Su relato fue interrumpido cuando se abrió el portón principal y vimos las luces
de un auto. Era mi amigo que iba a supervisar nuestra estancia. Me adelanté
para saludarlo y a comentarle sobre el misterioso jardinero que, cuando
volteamos hacia la fogata, había desaparecido.

El rostro de mi amigo se descompuso y dijo: “volvió a hacerlo”. Ante mi


sorpresa, confesó: “aquí no hay jardinero, se trata de un aparecido, Don
Jerónimo Beltrán, el dueño de la Hacienda, que murió violentamente un siglo
antes, junto con su esposa, por defender la propiedad de las fuerzas
zapatistas”.

Con lujo de detalle, me relató el funesto desenlace de Don Jero, pero me pidió
no contar nada pues necesitaba el trabajo y las apariciones estaban
ahuyentando a los vacacionistas y al personal del hotel.

Regresé sobresaltado a mi habitación, hilvanando los extraños sucesos


acaecidos desde nuestra llegada; pero también con la disyuntiva de contar la
inverosímil historia a mi familia o guardar silencio con la expectativa de que no
siguieran ocurriendo más hechos sobrenaturales.

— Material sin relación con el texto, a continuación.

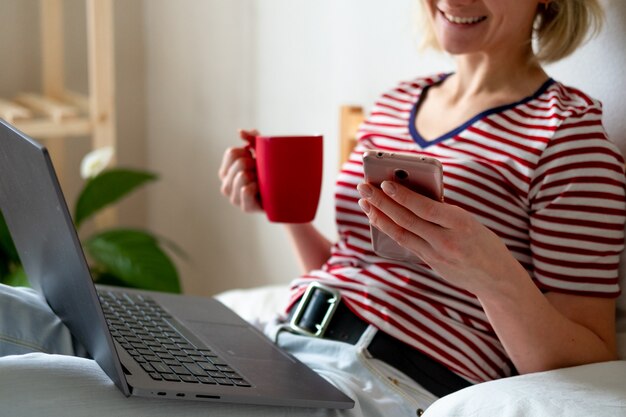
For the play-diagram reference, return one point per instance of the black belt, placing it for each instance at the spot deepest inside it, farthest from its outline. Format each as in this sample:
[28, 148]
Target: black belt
[320, 313]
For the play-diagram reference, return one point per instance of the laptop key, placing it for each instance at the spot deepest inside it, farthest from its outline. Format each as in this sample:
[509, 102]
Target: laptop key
[241, 383]
[161, 367]
[206, 380]
[180, 370]
[189, 378]
[195, 369]
[224, 381]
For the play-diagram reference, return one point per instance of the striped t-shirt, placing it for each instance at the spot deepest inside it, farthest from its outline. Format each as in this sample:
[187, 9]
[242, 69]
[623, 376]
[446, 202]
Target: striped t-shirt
[540, 173]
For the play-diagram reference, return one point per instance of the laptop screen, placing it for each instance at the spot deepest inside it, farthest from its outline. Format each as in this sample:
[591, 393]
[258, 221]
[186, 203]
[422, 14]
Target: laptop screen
[36, 213]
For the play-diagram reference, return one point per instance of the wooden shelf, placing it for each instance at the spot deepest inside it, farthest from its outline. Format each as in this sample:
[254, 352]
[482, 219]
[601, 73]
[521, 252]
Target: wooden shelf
[55, 114]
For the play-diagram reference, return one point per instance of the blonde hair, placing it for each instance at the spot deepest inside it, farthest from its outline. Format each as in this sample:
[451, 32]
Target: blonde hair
[560, 27]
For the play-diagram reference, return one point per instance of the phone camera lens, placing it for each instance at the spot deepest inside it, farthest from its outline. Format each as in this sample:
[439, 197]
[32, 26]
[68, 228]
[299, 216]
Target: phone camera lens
[401, 174]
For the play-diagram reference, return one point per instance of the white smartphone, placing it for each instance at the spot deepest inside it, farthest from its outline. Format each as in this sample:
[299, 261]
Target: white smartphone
[421, 174]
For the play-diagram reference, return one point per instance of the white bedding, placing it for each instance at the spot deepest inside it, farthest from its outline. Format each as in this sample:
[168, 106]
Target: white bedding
[597, 390]
[50, 385]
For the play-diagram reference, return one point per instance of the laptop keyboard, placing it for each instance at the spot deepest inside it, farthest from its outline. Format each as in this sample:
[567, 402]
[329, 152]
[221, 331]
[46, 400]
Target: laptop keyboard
[140, 326]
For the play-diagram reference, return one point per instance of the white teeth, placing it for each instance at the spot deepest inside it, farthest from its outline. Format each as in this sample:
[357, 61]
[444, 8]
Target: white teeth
[464, 20]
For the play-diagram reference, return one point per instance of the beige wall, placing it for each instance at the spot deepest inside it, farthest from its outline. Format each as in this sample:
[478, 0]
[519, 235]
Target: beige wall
[21, 60]
[190, 72]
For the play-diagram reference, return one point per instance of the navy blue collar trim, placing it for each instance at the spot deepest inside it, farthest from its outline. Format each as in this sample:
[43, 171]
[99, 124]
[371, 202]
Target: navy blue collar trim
[425, 143]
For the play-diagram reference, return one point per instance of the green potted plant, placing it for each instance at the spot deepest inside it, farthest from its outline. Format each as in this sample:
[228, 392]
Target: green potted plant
[119, 256]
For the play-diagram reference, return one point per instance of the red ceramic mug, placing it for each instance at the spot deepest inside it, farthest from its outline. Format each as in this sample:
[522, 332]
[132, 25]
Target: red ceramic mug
[289, 171]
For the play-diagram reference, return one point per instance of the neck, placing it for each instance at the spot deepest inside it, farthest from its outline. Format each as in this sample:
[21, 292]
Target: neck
[510, 75]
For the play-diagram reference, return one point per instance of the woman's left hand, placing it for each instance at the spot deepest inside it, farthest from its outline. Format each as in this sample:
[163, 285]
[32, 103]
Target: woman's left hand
[446, 237]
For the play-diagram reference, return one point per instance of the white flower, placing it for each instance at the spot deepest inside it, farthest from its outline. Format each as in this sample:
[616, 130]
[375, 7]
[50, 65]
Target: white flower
[96, 161]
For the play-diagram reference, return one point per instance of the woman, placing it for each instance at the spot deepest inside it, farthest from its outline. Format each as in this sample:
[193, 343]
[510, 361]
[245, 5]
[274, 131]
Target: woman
[519, 269]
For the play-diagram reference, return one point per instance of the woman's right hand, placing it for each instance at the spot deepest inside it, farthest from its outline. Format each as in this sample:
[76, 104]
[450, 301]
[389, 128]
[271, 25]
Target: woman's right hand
[239, 178]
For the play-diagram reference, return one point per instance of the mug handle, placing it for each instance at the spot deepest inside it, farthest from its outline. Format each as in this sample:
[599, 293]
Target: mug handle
[251, 139]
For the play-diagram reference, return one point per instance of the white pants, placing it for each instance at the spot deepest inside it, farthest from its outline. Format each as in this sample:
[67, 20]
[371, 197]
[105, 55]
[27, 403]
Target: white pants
[42, 373]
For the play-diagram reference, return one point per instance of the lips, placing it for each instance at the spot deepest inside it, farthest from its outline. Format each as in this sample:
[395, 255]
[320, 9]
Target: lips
[463, 20]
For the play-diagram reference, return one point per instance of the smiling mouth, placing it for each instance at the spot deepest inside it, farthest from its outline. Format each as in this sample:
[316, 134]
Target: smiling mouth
[462, 20]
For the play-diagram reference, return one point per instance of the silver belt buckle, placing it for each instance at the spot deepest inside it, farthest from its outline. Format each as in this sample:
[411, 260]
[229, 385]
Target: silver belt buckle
[333, 303]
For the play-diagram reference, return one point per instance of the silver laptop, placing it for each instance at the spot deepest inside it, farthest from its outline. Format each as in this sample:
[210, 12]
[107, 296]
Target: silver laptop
[150, 344]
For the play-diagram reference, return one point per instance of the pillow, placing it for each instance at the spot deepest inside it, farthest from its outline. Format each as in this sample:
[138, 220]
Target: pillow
[596, 390]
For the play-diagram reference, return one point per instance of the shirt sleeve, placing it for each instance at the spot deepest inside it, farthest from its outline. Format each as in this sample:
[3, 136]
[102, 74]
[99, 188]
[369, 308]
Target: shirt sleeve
[577, 209]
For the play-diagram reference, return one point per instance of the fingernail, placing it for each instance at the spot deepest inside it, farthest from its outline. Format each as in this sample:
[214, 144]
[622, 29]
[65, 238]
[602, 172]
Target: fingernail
[365, 190]
[389, 187]
[365, 206]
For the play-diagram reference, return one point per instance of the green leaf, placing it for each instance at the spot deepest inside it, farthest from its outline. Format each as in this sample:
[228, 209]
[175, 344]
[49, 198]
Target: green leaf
[17, 278]
[6, 243]
[107, 188]
[134, 258]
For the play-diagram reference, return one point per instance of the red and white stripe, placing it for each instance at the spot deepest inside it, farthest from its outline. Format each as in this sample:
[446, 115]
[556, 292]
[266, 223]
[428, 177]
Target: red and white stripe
[541, 174]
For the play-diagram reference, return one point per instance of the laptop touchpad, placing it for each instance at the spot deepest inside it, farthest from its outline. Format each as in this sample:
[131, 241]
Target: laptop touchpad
[239, 341]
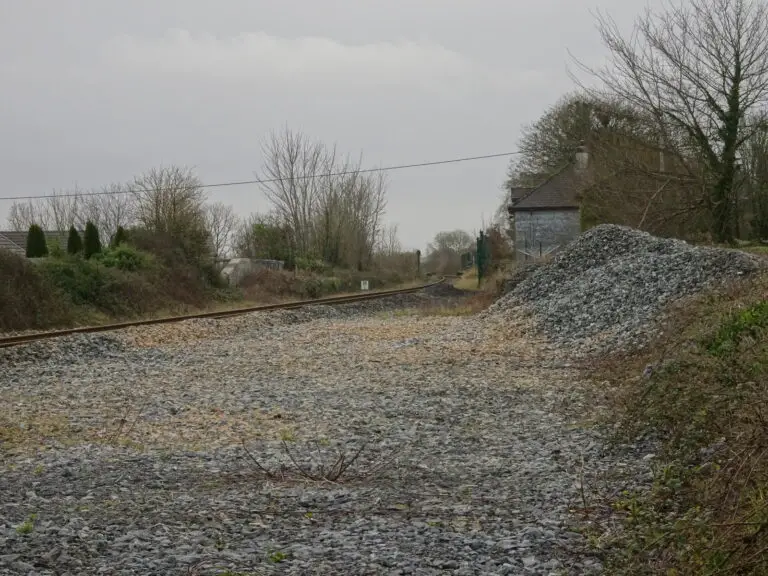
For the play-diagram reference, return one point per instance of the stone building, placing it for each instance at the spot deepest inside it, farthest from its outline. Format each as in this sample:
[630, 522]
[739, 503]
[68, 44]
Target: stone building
[547, 217]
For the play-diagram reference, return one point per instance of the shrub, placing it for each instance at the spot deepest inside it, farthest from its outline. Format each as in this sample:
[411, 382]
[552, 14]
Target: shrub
[36, 244]
[92, 242]
[112, 291]
[74, 242]
[55, 250]
[120, 237]
[704, 398]
[126, 257]
[313, 288]
[27, 299]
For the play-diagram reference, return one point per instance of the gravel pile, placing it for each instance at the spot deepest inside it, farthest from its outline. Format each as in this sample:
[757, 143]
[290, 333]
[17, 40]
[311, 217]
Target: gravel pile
[606, 289]
[123, 460]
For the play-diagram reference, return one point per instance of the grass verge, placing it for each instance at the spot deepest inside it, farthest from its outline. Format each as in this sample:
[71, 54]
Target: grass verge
[702, 391]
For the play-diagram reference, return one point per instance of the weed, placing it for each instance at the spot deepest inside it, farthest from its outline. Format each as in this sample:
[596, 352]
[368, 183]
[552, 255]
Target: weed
[27, 526]
[707, 509]
[288, 435]
[320, 468]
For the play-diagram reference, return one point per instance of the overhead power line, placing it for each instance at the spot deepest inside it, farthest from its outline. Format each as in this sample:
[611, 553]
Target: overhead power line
[270, 180]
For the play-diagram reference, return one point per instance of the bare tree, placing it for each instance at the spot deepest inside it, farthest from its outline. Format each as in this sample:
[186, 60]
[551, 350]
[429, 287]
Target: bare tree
[22, 215]
[332, 207]
[108, 208]
[169, 201]
[697, 69]
[221, 221]
[112, 207]
[292, 167]
[389, 241]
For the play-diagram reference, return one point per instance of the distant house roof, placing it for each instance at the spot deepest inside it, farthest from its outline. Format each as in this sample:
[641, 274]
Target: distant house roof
[17, 241]
[517, 192]
[558, 192]
[8, 244]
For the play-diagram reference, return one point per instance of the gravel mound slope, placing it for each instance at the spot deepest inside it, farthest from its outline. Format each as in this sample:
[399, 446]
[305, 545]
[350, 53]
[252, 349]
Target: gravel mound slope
[126, 459]
[604, 291]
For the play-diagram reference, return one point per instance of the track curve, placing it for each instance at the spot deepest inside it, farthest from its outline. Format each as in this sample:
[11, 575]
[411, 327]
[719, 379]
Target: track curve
[9, 341]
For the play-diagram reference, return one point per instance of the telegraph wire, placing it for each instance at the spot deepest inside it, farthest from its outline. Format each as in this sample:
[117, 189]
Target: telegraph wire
[271, 180]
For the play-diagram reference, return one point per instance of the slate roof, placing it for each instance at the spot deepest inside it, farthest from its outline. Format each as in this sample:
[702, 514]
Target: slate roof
[559, 191]
[17, 241]
[8, 244]
[517, 192]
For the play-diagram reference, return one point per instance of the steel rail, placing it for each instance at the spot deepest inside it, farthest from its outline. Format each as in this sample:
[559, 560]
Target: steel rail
[9, 341]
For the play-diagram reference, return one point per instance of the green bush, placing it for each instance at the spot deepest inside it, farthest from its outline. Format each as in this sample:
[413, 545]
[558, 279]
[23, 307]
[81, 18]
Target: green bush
[36, 244]
[313, 265]
[125, 257]
[313, 288]
[55, 250]
[91, 242]
[74, 242]
[27, 299]
[115, 292]
[331, 285]
[120, 237]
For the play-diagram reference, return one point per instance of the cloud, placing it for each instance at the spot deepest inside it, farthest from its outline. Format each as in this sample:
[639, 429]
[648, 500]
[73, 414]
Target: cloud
[254, 57]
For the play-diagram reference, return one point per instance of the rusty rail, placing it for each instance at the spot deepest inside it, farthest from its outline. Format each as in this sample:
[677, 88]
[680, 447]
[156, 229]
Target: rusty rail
[37, 336]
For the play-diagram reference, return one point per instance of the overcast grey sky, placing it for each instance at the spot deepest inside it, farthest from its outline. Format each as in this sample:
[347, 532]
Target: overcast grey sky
[95, 91]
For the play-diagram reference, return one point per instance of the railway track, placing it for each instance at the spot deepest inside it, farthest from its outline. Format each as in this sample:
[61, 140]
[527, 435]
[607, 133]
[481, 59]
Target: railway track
[9, 341]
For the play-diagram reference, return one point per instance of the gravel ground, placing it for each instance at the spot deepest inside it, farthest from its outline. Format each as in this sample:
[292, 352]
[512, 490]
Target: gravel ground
[606, 291]
[208, 446]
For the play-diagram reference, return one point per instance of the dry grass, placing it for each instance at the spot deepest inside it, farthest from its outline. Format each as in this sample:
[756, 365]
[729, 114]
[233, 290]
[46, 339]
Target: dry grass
[702, 391]
[465, 306]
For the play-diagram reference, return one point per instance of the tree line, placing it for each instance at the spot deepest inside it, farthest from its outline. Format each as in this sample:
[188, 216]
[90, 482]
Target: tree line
[676, 125]
[323, 210]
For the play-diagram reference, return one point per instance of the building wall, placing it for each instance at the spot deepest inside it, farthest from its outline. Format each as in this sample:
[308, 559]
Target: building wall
[543, 231]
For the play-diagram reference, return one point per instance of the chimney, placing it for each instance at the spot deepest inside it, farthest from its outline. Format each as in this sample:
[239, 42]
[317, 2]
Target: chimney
[582, 158]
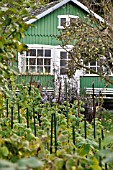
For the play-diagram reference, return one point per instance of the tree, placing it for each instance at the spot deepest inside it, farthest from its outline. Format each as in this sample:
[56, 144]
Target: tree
[92, 41]
[12, 29]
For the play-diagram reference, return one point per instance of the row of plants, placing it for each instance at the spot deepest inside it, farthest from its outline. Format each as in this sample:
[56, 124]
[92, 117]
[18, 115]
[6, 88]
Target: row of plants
[47, 137]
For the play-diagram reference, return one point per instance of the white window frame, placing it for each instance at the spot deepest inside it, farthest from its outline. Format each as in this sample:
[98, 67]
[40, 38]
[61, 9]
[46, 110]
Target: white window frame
[88, 73]
[67, 17]
[20, 56]
[66, 66]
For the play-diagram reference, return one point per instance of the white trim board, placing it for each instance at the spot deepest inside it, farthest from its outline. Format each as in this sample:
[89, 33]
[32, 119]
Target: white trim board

A duras penas concilié el sueño, pero de madrugada, me despertó un ruido. Me


asomé por la ventana y en la penumbra de la noche vi a Don Jero, de
espaldas, que barría la hojarasca del jardín; en ese momento giró, lentamente
comenzó a avanzar hacia mí y a medida que se acercaba podía distinguir su
rostro desfigurado y sangrante que terminó azotando en el cristal para decirme:
“lárguense de aquí”. De golpe cerré las cortinas y, aterrado, comprendí que
teníamos que salir cuanto antes de ese lugar.

Sin embargo, me sorprendió el amanecer buscando la manera de cómo


convencer a mis familiares de irnos sin mencionarles lo ocurrido. Me hice el
firme propósito de que nunca sabrían que el jardinero era un fantasma y que se
me había aparecido de madrugada; pero por sobre todas las cosas, jamás se
enterarían de que, la noche anterior, una muerta nos había servido la cena.